Yes, the inquiry is still ongoing. For the past weekend, I had to skip Mentari Project, again, due to this ongoing inquiry.
I have to admit that the proceeding never fails to amuse me.The issue is very much conceptualized as the nature of the proceeding revolves primarily around the issue of human rights ie the breach of right to legal representation. Having to listen to answers like "I don't know" and "maybe it's incorrect" coming from the witnesses makes me wonder. Why? Why these people are so hostile towards the words "human rights".
Given the opportunity to sit throughout the proceeding, I got to observe quite a number of intriguing facts as the witnesses from the police force testified.

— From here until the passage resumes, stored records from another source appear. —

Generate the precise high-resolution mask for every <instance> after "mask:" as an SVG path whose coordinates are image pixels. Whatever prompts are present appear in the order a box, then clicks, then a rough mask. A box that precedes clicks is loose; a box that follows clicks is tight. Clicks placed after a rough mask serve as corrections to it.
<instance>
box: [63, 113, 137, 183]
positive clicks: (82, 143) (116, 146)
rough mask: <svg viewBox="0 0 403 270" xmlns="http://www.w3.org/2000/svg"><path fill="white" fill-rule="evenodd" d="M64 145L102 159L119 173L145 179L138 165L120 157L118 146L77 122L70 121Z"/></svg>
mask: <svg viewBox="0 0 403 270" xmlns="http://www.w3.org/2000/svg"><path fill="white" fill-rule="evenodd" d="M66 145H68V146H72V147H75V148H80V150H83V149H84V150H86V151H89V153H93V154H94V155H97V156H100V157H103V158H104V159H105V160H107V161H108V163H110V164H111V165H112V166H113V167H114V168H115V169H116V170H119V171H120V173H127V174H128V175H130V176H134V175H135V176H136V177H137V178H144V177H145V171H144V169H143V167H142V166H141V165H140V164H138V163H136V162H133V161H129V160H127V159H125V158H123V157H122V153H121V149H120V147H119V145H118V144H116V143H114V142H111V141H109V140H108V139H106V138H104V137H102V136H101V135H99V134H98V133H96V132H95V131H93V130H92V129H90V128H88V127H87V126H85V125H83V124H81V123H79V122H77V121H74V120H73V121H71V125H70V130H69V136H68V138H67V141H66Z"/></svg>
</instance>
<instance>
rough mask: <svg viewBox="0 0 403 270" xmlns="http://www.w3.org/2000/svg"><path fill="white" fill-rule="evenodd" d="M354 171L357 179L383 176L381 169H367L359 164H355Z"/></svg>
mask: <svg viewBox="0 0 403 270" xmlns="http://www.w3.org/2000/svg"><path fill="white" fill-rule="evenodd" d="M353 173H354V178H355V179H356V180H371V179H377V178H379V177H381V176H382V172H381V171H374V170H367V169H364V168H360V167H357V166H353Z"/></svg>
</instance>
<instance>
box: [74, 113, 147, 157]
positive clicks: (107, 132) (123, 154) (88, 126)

1)DSP Jude Pereira, when asked whether he actually communicated with the lawyers before the lawyers were arrested admitted that he actually did. And he went on saying that "they look so young, they don't look like lawyers, they look like school going children, or just graduated from college and they are women"!

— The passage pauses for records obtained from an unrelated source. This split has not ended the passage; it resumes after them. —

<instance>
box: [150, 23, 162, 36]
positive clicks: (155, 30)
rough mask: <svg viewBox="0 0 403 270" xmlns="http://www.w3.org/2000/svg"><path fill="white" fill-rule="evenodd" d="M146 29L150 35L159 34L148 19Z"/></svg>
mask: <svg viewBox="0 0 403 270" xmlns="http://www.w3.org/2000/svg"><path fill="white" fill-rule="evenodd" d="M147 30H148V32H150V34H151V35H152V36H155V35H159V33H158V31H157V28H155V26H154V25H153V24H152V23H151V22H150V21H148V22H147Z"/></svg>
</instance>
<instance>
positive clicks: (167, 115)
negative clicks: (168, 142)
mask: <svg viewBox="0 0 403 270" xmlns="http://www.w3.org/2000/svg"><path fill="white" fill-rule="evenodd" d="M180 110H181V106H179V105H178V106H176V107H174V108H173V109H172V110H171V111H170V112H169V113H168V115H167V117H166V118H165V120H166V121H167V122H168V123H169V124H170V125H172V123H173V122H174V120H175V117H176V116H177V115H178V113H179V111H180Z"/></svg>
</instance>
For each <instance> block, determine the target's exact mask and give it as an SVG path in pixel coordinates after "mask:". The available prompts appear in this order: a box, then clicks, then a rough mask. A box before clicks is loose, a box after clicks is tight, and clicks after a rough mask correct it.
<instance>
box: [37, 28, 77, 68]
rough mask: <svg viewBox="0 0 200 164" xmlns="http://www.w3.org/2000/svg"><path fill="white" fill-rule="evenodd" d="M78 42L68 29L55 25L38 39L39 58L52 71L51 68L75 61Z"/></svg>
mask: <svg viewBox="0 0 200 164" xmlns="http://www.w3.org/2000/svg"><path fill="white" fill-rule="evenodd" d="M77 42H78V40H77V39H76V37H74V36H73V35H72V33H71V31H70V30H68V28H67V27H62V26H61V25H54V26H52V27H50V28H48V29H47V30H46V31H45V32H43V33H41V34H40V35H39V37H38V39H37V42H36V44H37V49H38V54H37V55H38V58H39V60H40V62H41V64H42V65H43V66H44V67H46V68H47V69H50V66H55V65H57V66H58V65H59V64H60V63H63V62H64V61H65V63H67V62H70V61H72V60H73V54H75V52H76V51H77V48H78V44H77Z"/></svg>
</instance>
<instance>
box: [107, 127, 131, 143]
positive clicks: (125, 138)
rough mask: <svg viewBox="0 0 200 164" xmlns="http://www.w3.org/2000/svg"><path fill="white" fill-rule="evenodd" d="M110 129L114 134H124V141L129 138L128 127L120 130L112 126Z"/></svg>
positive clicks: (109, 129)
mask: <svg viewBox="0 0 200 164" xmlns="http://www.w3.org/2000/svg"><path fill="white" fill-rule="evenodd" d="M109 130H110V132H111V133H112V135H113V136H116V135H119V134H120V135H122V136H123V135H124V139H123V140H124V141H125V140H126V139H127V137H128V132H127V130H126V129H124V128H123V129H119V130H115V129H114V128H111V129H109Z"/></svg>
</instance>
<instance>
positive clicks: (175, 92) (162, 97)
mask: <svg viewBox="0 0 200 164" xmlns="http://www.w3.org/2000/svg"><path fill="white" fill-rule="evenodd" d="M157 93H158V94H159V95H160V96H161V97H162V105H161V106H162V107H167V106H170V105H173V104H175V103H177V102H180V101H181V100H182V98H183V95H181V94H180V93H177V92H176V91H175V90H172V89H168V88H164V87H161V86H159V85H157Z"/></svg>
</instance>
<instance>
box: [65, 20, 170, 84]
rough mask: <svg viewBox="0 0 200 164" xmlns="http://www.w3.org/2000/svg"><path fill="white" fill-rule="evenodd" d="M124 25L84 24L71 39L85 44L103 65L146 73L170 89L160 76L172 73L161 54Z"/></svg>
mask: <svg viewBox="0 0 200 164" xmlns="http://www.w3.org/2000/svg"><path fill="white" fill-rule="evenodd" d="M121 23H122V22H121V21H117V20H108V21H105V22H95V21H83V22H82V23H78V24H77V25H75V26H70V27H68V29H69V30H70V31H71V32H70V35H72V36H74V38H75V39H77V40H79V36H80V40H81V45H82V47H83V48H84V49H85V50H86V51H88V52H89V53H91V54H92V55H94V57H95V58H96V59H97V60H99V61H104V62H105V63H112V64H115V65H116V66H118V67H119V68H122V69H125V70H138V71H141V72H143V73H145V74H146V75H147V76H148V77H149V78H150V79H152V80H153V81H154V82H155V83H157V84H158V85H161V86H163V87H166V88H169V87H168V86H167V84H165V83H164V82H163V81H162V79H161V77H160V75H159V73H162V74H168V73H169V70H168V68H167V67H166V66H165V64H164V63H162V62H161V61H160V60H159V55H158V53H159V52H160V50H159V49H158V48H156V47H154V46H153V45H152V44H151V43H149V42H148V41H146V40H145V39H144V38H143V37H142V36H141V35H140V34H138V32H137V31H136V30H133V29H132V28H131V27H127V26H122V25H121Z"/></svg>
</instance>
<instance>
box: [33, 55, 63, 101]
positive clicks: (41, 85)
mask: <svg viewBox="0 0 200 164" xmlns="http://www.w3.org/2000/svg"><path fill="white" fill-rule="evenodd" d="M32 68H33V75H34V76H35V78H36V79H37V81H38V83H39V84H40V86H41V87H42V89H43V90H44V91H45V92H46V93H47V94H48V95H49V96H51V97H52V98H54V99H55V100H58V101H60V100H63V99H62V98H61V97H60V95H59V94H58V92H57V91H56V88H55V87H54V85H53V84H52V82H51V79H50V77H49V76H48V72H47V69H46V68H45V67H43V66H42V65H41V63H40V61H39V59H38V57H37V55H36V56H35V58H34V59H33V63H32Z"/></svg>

Hold it right there, should we feel flattered that we look young? Or should we feel offended that just because we are women, the fact that we went to the police station to discharge our statutory duties appeared to him to be so overwhelmingly out of the norm that no women on earth should be doing what we did that night.
Earlier on when asked by the commission to describe the situation on the night prior to the arrest, he said that the police felt vulnerable by the presence of the lawyers, the armory might be hijacked and the whole police station might be under attack. Wow! young and dangerous eh?

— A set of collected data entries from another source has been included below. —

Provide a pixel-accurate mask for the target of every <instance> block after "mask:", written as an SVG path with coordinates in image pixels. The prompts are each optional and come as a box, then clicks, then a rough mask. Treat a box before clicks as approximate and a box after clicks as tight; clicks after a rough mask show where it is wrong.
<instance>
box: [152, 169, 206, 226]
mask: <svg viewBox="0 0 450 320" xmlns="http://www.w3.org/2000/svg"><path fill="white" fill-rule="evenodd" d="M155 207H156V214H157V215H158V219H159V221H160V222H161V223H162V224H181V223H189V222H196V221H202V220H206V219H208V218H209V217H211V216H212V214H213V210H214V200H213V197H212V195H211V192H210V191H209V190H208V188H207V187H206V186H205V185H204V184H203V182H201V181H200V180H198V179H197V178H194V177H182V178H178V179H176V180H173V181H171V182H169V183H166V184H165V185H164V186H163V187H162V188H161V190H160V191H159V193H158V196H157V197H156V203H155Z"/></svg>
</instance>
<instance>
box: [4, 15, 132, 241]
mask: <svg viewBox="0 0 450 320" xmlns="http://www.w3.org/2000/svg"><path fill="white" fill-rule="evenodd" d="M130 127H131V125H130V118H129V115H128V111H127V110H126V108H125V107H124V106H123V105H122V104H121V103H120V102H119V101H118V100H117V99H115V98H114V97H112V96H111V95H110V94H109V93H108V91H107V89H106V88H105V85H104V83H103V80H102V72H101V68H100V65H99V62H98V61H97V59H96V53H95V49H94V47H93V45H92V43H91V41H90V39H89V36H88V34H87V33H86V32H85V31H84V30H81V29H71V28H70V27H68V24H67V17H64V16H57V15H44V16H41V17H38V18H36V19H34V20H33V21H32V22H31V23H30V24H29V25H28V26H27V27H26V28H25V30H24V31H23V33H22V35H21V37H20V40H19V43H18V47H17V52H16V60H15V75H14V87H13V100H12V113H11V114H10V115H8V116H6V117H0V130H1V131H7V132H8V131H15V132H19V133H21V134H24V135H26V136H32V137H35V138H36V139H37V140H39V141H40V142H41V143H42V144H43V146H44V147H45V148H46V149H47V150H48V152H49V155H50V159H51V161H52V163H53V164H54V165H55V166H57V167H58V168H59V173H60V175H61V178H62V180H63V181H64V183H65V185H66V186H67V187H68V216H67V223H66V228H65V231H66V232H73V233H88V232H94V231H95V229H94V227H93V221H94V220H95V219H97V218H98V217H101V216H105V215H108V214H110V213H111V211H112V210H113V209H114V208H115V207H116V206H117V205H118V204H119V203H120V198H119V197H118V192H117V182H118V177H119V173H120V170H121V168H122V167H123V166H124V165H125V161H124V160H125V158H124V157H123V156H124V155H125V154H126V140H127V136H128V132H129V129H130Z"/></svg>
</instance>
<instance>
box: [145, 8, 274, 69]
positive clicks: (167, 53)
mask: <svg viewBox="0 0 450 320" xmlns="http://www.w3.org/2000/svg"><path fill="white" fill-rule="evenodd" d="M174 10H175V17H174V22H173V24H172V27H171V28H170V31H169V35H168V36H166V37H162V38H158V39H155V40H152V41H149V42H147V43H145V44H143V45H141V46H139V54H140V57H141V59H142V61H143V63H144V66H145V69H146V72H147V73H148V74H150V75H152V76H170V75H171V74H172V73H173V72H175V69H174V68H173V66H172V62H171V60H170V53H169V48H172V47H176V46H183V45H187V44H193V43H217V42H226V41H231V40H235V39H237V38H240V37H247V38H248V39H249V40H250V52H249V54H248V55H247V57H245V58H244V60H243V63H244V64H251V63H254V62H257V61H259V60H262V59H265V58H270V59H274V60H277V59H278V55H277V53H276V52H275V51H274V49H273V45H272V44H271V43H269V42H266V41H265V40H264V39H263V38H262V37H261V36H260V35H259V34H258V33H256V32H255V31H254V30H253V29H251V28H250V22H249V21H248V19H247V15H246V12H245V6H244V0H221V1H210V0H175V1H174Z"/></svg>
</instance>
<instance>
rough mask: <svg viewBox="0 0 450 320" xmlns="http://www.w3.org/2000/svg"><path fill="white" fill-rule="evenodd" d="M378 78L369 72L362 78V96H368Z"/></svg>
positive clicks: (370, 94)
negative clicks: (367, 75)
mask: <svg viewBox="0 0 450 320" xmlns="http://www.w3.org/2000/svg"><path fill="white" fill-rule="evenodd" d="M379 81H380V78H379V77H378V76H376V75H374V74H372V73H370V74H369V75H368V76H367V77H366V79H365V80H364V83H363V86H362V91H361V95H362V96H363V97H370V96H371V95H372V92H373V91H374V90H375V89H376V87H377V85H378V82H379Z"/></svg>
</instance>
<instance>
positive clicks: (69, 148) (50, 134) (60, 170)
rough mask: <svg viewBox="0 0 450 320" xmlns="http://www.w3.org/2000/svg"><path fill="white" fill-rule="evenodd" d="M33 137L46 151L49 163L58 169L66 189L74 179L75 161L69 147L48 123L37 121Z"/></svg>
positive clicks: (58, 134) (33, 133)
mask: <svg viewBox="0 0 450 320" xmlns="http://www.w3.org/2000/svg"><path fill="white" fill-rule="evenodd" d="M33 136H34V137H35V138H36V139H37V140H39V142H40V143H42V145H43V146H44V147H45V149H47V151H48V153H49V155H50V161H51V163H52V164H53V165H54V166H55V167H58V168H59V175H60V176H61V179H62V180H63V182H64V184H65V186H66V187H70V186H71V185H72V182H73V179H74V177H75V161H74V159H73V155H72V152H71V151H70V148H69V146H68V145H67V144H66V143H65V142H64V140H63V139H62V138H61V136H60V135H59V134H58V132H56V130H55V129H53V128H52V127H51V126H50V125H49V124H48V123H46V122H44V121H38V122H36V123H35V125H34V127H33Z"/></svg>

When the DSP revoked our 14 clients' rights to see lawyers that night, he testified that the 14 were very uncooperative, they were raising their voices asking for lawyers, and they were singing negaraku. When asked by our counsel whether the above mentioned conducts constitute an offence under any existing laws, the infamous OCPD of Brickfields who ordered the arrest said no.
And surprise surprise, the ground relied on by the DSP in revoking the right of our 14 clients to see lawyers was the fact that they raised their voices, demanding their rights to see their lawyers.
Behold, by demanding your constitutional right to see your lawyers, your demand can be used against you and your right which has been guaranteed under the Constitution will go down the drain, just like that.
Intriguing is it not? The proceeding continues tonight, 8pm-10pm, SUHAKAM, Level 29,Menara Tun Razak.